Log Shipping

Introduction

Qwilt tracks HTTP transactions through transaction logs, which can be used for auditing, performance analysis, or debugging. These logs are collected across the entire Qwilt deployment. To enroll in our Log Delivery Service, open a support ticket by emailing us at support@qwilt.com.

Qwilt supports sending these logs to:

Your Amazon Web Services (AWS) bucket.
Your Google Cloud Services (GCS) bucket.
Your Datadog, via the Datadog API.
Your Hydrolix account.

By default, the MDL files include all logging data. However, the transaction log output can be customized to meet your needs. Contact us at support@qwilt.com to configure any of the following log parameters:

Log file format: For AWS and GCS users, logs can be delivered in TSV (default) or JSON format. Logs shipped to Datadog are always in JSON format. This option is not relevant to Hydrolix users.
Filter by field: By default, all log fields are exported. You can choose to export only specified fields.
Filter by field value: Filter log output based on any field values. For example, you can filter for data relevant to specified Delivery Services (available to Content Publishers) and/or response code classes (2xx/3xx/4xx/5xx).
Log Sampling: Receive a subset of log data based on your preferred sampling percentage.

PII Retention Policy:

Our backend retains Personally Identifiable Information (PII) from Media Delivery Logs for 30 days. After this period, the data is automatically deleted.

Setting the Endpoint

Click the links below to expand and learn more about each option.

AWS/S3

The Log Pusher to S3 automatically sends the logs to service providers and content providers who are enrolled in a log delivery service for their service or deployment.

To set up the Log Pusher to S3, configure an AWS IAM Role to enable Qwilt to push logs to your Amazon S3 bucket, and then share the Role ARN value with Qwilt.

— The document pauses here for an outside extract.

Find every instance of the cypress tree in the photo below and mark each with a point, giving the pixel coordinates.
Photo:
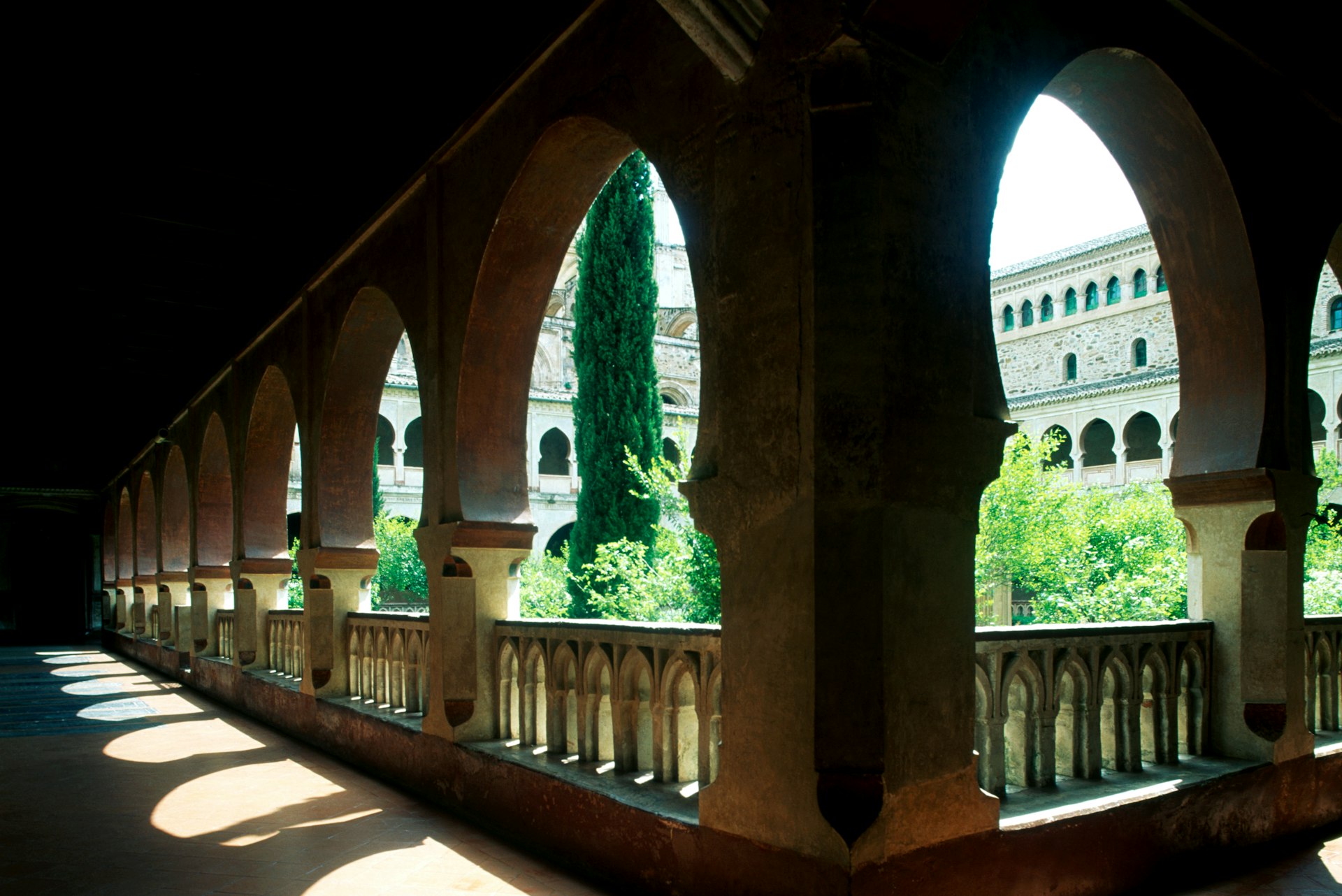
(618, 405)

The following procedure provides step-by-step instructions on how to do this.

In IAM, open the Roles page. Select Create role.

IAM Roles.png

Under Trusted entity type, select Custom trust Policy. In the Custom trust policy field, paste the Trusted Policy you received from Qwilt. Below you can find the example to use.

{
 "Version": "2012-10-17",
 "Statement": [
   {
     "Effect": "Allow",
     "Principal": {
       "AWS": "arn:aws:iam::052466545929:root"
       },
     "Action": "sts:AssumeRole"
   }
 ]
}

Click Next.

On the Add Permissions page, click Next without defining anything. On the Name, review, and create page, enter a Role name and then select Create role.

In the IAM Roles page, search for the new role you created and open it.
In the Permissions tab, select Add permissions, and then from the drop-down menu, select Create Inline Policy.

In the Specify permissions page, click the JSON button. In the Policy editor, enable the following actions:

“putObject”
“putObjectAcl”

We recommend specifying these actions as well, to facilitate troubleshooting if/when needed:

“getObject”
"getObjectAcl"
“listBucket”

Define as Resources the Arn of the S3 bucket you want to share with Qwilt (e.g., "arn:aws:s3:::qwilt_logs"), and specify all objects (e.g., "arn:aws:s3:::qwiltlogs/").

Example:

{
	"Version": "2012-10-17",
	"Statement": [
		{			"Effect":
"Allow",
			"Action": [
				"s3:PutObject",
				"s3:GetObjectAcl",
				"s3:GetObject",
				"s3:ListBucket",
				"s3:PutObjectAcl"
			],
			"Resource": [
				"arn:aws:s3:::qwilt_logs",
"arn:aws:s3:::qwilt_logs/*"
			]
		}
	]
}

Click Next.
Review the policy. Add a name to the policy that makes sense, and then select Create Policy.
In the Role page, under Summary, the Role ARN is displayed.

This ARN value needs to be shared with Qwilt in order to complete the setup.

Copy the value and share it with Qwilt, via a secure method of your choice.

<br>

<br>

GCS

The Log Pusher to GCS bucket automatically sends the logs to service providers and content providers who are enrolled in a log delivery service for their service or deployment. Transaction logs are pushed as soon as they are created; however, in the event of heavy traffic or communication issues, they may arrive up to 15 minutes later.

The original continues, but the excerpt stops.